One in six employees said better technology would boost their productivity. 82% struggle to complete their daily tasks due to workplace complexity. Respondents said that reducing admin and paperwork by implementing automation technology was the answer.
Only 35% of employees rate their performance as strong. Manual systems were cited as a productivity drain by 72% of respondents. A saving of just one hour’s work, per employee, per month, would save British public companies £21.4 billion ($31.3 billion) per year.

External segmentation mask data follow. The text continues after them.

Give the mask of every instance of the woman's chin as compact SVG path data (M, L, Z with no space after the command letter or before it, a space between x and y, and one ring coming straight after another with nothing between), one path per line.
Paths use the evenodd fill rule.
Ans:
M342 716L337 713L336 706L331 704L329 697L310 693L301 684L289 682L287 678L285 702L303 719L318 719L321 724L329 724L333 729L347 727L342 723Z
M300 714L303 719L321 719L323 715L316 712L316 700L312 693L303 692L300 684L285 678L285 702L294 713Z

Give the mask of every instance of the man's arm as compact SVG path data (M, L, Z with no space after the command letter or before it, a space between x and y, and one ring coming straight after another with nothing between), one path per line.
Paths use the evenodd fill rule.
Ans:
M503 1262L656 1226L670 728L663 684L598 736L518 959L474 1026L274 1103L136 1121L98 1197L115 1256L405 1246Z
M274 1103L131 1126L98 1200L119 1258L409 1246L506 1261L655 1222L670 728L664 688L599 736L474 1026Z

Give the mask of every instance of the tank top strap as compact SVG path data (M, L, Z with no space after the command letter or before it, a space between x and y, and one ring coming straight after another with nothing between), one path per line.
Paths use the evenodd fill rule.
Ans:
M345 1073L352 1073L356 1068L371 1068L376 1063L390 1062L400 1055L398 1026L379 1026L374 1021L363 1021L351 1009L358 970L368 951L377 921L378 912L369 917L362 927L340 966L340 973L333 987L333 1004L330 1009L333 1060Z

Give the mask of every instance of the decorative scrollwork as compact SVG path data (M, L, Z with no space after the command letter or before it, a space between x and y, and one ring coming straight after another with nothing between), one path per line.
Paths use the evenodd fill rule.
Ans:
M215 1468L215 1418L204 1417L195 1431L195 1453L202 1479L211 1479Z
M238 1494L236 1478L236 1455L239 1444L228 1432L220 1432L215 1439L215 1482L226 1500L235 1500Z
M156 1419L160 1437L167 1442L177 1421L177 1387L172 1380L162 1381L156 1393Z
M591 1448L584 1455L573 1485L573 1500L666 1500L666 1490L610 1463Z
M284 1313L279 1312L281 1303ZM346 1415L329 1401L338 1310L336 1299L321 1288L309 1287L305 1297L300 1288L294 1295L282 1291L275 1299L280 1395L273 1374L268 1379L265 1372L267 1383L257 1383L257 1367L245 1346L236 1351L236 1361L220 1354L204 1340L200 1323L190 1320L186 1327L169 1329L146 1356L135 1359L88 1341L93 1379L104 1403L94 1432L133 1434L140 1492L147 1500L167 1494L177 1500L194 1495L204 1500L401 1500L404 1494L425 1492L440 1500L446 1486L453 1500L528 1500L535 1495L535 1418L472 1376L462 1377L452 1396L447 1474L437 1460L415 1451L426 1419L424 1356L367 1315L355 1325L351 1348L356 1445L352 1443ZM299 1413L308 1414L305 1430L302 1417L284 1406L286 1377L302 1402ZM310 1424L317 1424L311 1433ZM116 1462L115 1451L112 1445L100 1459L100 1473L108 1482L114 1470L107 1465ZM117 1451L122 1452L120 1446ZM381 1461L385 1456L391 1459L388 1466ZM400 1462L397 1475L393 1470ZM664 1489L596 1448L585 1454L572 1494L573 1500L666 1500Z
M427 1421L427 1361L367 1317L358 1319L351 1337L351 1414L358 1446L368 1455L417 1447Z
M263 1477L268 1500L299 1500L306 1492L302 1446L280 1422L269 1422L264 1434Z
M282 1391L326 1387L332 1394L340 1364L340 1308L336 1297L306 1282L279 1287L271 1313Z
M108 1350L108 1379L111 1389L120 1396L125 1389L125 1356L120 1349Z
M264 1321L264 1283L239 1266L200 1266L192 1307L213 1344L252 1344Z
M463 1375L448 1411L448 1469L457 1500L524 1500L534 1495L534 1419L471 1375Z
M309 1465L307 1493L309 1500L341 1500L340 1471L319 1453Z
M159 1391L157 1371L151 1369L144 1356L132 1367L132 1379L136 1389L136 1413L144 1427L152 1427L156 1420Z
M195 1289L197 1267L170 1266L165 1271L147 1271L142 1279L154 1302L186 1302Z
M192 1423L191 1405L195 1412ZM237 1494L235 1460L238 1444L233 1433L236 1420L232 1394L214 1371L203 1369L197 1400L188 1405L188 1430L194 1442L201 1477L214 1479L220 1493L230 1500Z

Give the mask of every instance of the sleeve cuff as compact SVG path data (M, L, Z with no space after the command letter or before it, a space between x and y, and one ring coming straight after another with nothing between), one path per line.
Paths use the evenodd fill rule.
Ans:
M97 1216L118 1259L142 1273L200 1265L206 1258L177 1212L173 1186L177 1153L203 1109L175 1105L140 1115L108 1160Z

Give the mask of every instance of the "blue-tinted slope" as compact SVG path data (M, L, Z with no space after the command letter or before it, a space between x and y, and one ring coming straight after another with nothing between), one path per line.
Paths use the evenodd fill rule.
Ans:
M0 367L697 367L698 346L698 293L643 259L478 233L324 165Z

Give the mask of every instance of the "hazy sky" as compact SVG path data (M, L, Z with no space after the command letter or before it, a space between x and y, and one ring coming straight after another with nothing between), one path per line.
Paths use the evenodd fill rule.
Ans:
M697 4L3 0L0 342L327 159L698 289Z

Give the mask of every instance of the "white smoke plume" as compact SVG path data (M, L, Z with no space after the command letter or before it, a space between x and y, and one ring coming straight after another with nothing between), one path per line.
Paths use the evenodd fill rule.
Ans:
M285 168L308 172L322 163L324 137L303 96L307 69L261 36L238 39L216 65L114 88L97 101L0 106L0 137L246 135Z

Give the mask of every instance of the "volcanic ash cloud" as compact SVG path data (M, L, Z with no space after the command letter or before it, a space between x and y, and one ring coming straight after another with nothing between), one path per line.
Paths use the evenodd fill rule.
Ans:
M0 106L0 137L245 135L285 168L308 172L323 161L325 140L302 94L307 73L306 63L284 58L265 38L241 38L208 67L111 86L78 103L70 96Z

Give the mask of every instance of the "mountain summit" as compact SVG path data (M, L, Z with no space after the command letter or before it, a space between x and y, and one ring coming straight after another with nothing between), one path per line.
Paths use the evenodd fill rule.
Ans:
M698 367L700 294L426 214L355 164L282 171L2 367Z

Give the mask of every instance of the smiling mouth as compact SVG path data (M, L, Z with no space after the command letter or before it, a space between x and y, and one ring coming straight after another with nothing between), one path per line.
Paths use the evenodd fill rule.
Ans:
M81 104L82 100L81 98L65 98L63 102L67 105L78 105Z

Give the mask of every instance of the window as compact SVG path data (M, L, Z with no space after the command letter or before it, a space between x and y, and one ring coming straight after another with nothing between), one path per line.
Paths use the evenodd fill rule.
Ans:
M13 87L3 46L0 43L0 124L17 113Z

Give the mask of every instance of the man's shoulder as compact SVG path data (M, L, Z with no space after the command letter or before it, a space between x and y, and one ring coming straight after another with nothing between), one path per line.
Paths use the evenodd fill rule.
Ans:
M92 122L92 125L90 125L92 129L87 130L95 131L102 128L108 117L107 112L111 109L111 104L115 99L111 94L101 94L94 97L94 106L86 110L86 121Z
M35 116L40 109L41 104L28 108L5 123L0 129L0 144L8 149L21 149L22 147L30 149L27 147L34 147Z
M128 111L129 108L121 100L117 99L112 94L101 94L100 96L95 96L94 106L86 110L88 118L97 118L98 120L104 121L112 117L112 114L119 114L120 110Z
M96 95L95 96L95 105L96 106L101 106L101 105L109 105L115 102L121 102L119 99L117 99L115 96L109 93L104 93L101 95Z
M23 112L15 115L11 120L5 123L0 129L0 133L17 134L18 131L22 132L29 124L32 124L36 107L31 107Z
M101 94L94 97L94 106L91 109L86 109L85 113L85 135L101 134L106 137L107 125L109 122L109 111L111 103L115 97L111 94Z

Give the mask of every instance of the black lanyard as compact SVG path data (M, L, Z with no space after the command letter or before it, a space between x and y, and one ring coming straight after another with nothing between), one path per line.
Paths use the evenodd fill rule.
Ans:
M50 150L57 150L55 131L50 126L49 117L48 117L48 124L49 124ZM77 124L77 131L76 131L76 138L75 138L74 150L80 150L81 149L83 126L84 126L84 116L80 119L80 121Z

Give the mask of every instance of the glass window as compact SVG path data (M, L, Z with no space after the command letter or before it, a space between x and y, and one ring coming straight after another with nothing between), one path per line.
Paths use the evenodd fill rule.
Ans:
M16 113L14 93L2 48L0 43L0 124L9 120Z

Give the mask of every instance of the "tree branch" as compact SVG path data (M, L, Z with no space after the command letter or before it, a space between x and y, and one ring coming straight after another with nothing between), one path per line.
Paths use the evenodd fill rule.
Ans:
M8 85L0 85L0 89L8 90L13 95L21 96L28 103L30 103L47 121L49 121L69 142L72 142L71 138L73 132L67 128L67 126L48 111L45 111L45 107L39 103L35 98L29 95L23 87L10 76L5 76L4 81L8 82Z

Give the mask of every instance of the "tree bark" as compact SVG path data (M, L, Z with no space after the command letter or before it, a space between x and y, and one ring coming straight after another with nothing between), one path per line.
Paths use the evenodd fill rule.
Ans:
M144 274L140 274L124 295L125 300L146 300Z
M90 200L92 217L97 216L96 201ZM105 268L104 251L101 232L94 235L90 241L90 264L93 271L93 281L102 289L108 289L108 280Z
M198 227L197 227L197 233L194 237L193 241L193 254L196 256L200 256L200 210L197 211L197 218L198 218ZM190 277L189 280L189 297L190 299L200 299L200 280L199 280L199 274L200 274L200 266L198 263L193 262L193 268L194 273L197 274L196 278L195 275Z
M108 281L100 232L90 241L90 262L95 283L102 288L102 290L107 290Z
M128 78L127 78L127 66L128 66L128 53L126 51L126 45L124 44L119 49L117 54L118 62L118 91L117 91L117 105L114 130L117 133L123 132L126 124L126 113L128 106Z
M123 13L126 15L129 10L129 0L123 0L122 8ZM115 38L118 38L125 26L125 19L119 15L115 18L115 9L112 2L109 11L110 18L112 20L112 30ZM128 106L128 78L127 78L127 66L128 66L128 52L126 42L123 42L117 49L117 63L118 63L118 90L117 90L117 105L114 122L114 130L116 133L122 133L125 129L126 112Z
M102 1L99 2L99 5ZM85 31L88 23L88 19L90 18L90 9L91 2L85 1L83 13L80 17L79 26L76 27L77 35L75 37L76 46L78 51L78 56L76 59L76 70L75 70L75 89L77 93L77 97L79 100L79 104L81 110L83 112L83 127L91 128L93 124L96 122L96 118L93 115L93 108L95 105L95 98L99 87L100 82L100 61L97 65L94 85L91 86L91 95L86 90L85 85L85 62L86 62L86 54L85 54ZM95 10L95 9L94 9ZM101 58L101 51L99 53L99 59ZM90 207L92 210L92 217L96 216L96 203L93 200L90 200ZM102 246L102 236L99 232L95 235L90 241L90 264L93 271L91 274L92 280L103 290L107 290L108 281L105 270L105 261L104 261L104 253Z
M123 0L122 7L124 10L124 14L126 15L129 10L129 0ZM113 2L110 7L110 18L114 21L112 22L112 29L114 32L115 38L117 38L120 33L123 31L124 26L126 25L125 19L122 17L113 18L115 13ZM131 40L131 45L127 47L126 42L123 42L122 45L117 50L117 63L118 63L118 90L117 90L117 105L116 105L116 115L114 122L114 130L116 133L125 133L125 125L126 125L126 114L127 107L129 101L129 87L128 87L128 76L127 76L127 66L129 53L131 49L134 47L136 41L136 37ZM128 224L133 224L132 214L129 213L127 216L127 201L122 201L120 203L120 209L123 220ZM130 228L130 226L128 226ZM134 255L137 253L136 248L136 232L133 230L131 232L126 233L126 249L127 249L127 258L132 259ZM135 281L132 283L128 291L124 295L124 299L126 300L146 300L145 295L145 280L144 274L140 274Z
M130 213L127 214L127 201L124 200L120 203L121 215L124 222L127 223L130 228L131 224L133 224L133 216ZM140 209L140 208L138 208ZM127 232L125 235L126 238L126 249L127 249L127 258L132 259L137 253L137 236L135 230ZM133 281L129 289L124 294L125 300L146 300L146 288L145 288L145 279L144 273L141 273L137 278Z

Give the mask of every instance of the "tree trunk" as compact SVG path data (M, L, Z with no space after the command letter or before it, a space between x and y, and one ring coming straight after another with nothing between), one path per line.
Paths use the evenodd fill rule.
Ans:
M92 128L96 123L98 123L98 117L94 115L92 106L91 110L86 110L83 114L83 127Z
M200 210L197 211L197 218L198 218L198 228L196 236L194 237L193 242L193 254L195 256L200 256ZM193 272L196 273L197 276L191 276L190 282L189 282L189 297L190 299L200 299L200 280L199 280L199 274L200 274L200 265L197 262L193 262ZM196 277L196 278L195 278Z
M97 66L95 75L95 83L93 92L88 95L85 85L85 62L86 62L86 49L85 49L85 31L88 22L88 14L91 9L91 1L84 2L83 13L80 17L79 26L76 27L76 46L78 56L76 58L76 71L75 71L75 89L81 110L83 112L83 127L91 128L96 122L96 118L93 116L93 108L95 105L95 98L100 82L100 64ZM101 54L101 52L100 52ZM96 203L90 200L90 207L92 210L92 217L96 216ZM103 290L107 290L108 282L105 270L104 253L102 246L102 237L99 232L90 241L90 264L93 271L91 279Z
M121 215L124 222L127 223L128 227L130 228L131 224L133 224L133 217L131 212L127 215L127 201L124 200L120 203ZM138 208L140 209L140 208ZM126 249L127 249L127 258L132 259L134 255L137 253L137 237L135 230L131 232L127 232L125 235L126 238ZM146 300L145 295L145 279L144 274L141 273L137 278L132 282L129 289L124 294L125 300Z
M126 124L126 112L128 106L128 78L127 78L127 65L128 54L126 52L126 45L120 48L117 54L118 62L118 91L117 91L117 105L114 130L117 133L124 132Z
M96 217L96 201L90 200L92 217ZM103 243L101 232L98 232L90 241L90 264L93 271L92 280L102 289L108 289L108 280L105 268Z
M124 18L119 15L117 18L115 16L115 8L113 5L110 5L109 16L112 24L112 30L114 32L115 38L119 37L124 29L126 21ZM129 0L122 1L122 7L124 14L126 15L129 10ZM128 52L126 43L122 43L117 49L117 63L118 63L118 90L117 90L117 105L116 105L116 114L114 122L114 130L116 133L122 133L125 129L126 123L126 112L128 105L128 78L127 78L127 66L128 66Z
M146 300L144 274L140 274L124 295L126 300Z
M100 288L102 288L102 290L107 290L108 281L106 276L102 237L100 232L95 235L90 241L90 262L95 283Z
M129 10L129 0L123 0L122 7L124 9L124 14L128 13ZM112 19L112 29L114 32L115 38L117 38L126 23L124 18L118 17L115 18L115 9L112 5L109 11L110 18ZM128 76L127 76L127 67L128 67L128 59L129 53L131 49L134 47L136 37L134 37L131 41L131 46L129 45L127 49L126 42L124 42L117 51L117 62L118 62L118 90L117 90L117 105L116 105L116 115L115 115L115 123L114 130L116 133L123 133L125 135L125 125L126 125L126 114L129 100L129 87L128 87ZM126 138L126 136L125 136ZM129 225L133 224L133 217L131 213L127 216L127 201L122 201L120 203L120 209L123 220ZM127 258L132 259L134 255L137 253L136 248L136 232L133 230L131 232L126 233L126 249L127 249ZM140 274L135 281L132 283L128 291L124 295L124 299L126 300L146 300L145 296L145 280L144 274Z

“The truth is that all technology within a business needs to be as up to date as possible,” Neil Pickering, head of industry and customer insight at Kronos, told Red Herring. “Neglecting some areas, which might at first seem unimportant, can have a direct impact on the wider organization through lost efficiency and productivity. Sometimes this might simply require the reconfiguration of existing technology that was previously overlooked, or a small update to meet the evolving needs of the business.”
The cost of latest technology being restrictive was a common opinion from business leaders, added Pickering: “In fact, having up to date technology is more likely to save the company money. With the increasing availability of cloud and SaaS, there is no need for expensive infrastructure and time to value is more immediate.
“But that is not the only roadblock (towards better performance),” he added. “A lack of knowledge, understanding or exposure to the technology and its capabilities is also a factor. As we see the growing influence of automation and insight in concepts like Manufacturing 4.0, organizations that don’t embrace and maximize these capabilities will find it increasingly difficult to keep up with competitors that do.”
The survey also stressed the need for management engagement with employees, and that increasing the salaries of disengaged employees would not boost engagement or keep them at the business. Employees, the report found, are most likely to leave a company if they do not feel valued.
“It is important that business leaders listen to their employees,” said Pickering. “Within a multi-generational workforce, different people will want different things. Our research shows that millennials are more likely to want flexible working for example than Baby Boomers.
“As businesses embrace new technologies and practices, they must be careful to ensure it allows them to spend more time on the most important part of their job rather than distracting them,” he added. “The more traditional management practices should not be neglected. Human communication is key.”